The Rice Ridge fire in Seeley Lake is one of the top concerns of firefighters. (MTN News photo)
Fire managers are working to get ahead of expected critical fire danger. (MTN News photo)
I'm going to tell ya, every airplane, every helicopter, every Guard unit is being utilized to the max," Sen. Jon Tester (D-MT) said. (MTN News photo)
SEELEY LAKE -
Across the Northern Rockies,fire managers are preparing fora storm system to move through in the next few days.
The coming storm system has people worried about wind kicking up already burning fires, and the potential for new starts due to lighting. Regional managers just notched up their preparedness level to get ready for what might happen over the weekend.
"That is based on a number of factors, the number of large fires on the ground, and the potential for some critical weather starting today, through the weekend," Fire Management Information Specialist Christine Schuldheisz.
She says resources are ready to jump on any new fire activity, "when we go to preparedness level five, it doesn't really change anything on the ground, as a geographic area, it just heightens the state of readiness," Schuldheisz said.

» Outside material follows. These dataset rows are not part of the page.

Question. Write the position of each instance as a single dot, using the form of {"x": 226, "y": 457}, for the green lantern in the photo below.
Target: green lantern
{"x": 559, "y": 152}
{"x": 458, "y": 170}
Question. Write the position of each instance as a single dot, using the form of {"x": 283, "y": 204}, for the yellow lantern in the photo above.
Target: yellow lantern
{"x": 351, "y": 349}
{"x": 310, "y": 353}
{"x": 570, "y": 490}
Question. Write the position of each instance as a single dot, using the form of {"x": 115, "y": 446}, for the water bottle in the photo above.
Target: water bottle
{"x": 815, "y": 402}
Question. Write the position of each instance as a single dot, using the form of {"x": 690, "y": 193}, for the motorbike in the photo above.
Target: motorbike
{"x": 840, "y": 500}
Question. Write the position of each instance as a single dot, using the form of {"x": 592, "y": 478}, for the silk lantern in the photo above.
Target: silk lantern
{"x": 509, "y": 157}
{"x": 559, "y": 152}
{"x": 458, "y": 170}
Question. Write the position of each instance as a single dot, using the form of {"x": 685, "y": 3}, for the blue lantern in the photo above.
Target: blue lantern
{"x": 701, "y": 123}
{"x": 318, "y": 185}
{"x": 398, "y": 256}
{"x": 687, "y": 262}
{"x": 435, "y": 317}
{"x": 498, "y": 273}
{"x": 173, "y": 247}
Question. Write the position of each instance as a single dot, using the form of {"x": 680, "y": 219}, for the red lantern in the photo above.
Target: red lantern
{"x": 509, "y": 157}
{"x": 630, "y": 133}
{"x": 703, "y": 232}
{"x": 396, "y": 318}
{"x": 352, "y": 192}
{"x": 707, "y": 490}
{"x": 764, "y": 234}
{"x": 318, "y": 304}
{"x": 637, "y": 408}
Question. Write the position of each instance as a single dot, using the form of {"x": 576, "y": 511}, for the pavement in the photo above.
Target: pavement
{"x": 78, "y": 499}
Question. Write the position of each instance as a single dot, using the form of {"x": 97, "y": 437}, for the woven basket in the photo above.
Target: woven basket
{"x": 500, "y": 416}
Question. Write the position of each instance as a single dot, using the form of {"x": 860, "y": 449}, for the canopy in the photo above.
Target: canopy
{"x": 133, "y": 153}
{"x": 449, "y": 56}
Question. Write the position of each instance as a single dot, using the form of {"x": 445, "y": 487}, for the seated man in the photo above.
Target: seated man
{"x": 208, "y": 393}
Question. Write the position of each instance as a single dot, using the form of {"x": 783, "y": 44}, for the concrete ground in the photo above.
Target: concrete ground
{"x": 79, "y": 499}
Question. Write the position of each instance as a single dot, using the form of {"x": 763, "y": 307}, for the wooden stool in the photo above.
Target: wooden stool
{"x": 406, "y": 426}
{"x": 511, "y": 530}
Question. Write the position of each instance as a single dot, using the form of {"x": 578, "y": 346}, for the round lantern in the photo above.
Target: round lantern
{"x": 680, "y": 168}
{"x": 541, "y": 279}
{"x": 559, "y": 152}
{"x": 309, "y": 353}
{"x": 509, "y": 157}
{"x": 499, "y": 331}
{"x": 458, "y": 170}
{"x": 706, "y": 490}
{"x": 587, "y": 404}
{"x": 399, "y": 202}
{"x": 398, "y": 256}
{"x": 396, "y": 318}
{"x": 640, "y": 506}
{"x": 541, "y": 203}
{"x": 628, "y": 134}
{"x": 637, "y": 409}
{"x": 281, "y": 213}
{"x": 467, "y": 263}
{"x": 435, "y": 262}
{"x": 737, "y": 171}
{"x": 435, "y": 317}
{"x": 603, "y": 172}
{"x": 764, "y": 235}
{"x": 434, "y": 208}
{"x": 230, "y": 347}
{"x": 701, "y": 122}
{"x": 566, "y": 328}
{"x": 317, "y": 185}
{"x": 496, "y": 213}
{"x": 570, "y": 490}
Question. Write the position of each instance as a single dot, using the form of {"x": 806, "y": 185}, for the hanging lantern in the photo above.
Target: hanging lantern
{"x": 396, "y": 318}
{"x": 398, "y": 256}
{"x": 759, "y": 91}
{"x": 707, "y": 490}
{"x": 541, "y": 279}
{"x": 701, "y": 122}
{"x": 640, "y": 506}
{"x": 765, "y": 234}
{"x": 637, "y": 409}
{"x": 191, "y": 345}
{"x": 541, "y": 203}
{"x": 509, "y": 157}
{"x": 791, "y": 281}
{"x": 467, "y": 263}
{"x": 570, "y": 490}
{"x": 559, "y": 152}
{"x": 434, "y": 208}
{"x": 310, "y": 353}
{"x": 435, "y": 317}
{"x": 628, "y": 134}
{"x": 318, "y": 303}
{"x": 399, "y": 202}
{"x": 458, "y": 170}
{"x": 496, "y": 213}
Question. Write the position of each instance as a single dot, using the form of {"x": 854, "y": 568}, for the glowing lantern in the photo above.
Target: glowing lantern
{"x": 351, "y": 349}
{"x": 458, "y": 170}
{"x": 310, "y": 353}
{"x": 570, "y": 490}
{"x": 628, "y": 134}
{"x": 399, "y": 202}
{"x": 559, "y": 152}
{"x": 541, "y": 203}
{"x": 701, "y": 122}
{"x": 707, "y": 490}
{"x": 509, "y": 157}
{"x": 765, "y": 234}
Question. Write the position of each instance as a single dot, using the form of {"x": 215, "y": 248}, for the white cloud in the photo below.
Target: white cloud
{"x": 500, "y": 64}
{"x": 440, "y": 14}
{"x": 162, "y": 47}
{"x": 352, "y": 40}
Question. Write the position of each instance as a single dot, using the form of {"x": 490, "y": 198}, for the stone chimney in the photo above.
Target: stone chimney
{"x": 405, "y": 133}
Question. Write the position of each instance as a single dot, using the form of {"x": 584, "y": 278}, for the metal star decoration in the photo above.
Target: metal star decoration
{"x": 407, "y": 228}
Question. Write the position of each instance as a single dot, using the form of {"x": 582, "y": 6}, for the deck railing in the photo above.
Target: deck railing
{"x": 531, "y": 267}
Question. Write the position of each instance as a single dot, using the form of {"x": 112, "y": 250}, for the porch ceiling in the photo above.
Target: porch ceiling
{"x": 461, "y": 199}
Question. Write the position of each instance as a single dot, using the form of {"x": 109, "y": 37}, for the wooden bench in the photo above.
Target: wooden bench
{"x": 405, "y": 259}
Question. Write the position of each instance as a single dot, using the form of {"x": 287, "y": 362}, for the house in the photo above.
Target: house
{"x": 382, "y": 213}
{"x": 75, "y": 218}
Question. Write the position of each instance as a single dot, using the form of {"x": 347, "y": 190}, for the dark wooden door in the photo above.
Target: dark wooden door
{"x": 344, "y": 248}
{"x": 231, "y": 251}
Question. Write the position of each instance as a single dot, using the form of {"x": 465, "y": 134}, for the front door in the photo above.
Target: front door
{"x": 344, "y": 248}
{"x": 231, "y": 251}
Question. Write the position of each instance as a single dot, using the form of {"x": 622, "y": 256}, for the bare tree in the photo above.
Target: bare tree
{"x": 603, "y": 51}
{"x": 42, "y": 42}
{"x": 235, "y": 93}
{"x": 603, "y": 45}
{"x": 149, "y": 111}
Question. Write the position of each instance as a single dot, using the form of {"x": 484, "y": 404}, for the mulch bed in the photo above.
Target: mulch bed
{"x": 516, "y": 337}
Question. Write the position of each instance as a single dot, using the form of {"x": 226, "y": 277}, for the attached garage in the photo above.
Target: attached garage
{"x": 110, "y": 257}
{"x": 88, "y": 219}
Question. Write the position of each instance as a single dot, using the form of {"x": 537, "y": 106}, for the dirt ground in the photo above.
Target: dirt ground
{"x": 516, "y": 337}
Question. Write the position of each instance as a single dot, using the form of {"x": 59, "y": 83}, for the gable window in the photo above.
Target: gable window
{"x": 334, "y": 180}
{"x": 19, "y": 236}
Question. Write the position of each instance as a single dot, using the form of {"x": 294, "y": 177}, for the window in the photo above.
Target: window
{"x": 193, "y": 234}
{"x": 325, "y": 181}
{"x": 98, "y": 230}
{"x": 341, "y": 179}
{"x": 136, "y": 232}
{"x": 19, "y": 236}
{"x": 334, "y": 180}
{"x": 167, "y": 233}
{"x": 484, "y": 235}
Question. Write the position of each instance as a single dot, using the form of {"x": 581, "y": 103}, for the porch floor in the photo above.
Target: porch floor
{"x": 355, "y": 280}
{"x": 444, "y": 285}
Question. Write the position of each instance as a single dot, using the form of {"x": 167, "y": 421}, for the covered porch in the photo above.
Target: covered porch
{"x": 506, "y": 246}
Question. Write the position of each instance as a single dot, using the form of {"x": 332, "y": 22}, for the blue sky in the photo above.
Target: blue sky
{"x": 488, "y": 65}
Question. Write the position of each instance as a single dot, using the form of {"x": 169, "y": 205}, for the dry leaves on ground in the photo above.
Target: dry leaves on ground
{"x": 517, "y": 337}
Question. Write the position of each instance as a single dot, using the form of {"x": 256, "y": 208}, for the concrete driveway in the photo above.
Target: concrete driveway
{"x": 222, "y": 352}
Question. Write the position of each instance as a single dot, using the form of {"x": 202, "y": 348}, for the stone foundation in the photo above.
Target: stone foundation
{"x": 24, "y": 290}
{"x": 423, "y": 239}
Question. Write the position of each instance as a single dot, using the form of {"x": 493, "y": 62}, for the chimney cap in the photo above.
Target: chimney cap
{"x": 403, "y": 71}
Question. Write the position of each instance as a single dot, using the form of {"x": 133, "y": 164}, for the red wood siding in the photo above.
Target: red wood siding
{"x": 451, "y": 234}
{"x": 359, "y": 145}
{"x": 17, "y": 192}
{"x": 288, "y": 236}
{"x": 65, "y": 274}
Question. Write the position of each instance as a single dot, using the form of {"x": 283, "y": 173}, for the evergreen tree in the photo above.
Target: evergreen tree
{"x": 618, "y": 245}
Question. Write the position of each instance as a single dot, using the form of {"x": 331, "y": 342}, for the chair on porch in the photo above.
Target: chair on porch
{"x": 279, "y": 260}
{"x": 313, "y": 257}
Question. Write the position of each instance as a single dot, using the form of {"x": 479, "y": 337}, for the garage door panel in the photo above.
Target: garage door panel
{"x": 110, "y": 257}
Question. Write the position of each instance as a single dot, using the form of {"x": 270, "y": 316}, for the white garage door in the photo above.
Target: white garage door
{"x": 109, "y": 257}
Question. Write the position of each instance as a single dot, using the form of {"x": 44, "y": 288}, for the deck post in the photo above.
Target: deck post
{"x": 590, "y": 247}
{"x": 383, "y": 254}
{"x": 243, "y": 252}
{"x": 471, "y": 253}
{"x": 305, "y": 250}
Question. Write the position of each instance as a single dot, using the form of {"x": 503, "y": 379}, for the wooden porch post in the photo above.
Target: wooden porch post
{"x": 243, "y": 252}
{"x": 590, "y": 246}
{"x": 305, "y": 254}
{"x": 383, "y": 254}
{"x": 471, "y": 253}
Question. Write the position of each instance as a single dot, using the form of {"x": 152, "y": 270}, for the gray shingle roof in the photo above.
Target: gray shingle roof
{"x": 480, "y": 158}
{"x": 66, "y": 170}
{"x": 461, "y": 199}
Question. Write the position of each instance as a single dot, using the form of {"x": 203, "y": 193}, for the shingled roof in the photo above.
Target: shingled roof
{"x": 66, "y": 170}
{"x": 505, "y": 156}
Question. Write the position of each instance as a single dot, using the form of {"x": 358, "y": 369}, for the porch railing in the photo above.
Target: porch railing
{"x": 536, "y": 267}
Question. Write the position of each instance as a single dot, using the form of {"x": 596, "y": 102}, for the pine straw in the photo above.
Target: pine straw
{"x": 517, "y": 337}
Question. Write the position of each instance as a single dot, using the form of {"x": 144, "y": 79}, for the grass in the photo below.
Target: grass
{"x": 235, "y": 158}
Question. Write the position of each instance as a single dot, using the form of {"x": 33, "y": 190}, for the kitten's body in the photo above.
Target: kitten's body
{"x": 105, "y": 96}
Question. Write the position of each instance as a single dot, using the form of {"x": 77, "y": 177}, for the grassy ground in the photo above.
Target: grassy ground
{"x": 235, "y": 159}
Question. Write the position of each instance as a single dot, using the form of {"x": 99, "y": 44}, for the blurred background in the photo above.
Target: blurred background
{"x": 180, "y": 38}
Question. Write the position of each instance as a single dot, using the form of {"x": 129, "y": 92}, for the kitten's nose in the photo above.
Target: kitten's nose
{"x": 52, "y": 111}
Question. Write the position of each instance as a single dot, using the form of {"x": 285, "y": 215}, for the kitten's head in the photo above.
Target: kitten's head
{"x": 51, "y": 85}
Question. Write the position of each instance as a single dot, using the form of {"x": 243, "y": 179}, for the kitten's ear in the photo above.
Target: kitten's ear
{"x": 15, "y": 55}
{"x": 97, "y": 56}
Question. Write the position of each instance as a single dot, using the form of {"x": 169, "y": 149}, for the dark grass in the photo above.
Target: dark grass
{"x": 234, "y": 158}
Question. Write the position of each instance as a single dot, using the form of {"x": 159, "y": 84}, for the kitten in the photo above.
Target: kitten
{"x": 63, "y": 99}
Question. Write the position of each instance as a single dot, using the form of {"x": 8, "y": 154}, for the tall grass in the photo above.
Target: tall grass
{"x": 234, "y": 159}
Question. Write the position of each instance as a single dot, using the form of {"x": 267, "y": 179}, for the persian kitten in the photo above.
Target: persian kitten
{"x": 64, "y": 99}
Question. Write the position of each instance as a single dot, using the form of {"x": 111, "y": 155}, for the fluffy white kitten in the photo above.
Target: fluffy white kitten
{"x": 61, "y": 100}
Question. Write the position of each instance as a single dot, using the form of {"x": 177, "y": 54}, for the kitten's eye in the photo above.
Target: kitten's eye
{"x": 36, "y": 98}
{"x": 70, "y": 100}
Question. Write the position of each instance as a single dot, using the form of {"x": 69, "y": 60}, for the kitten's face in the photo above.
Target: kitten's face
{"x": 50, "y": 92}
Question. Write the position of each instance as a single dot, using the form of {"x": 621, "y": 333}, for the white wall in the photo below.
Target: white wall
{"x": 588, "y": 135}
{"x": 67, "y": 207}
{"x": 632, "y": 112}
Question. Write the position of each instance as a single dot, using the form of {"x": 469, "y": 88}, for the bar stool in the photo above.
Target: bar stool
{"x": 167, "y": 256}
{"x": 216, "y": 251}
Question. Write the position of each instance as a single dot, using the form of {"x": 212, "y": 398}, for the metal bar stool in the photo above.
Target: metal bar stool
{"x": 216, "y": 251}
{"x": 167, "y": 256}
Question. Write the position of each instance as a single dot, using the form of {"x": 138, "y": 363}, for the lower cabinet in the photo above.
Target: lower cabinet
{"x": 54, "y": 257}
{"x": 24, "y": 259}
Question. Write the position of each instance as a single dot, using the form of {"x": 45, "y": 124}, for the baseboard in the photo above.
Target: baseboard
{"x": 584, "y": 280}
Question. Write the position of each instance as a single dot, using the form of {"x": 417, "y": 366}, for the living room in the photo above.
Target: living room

"As far as the fires on the Lolo National Forest, they have the resources, they have the teams in place, if they need resources, we can move resources around from different fires, bring resources in from other geographical areas," she added.
The severity of the situation at the Rice Ridge Fire has the attention of Montana's lawmakers, who are making sure the area is getting enough ofthe nation's strapped resources.
"Over the last week I have given calls into the Forest Service to see what kind of assets are out there, to be able to move more assets into Montana, and I'm going to tell ya, every airplane, every helicopter, every Guard unit is being utilized to the max," Sen. Jon Tester (D-MT) said.
Sen. Tester says this year's fire season is cause to take a hard look at how forests are managed.
"I think it speaks to the intensity of a forest that has a lot of dead trees in it and a climate that is changing, where our fire season is getting longer and more intense every year," Sen. Tester said.
The last time the Northern Rockies were at this top tier preparedness level five was in mid-August of 2015. The air quality in Seeley Lake was listed as Hazardous again on Thursday morning with local health officials urging residents to leave the area because of the continued poor air quality.
The Seeley Lake Community Council meeting scheduled for Aug. 14 has been canceled due to air quality.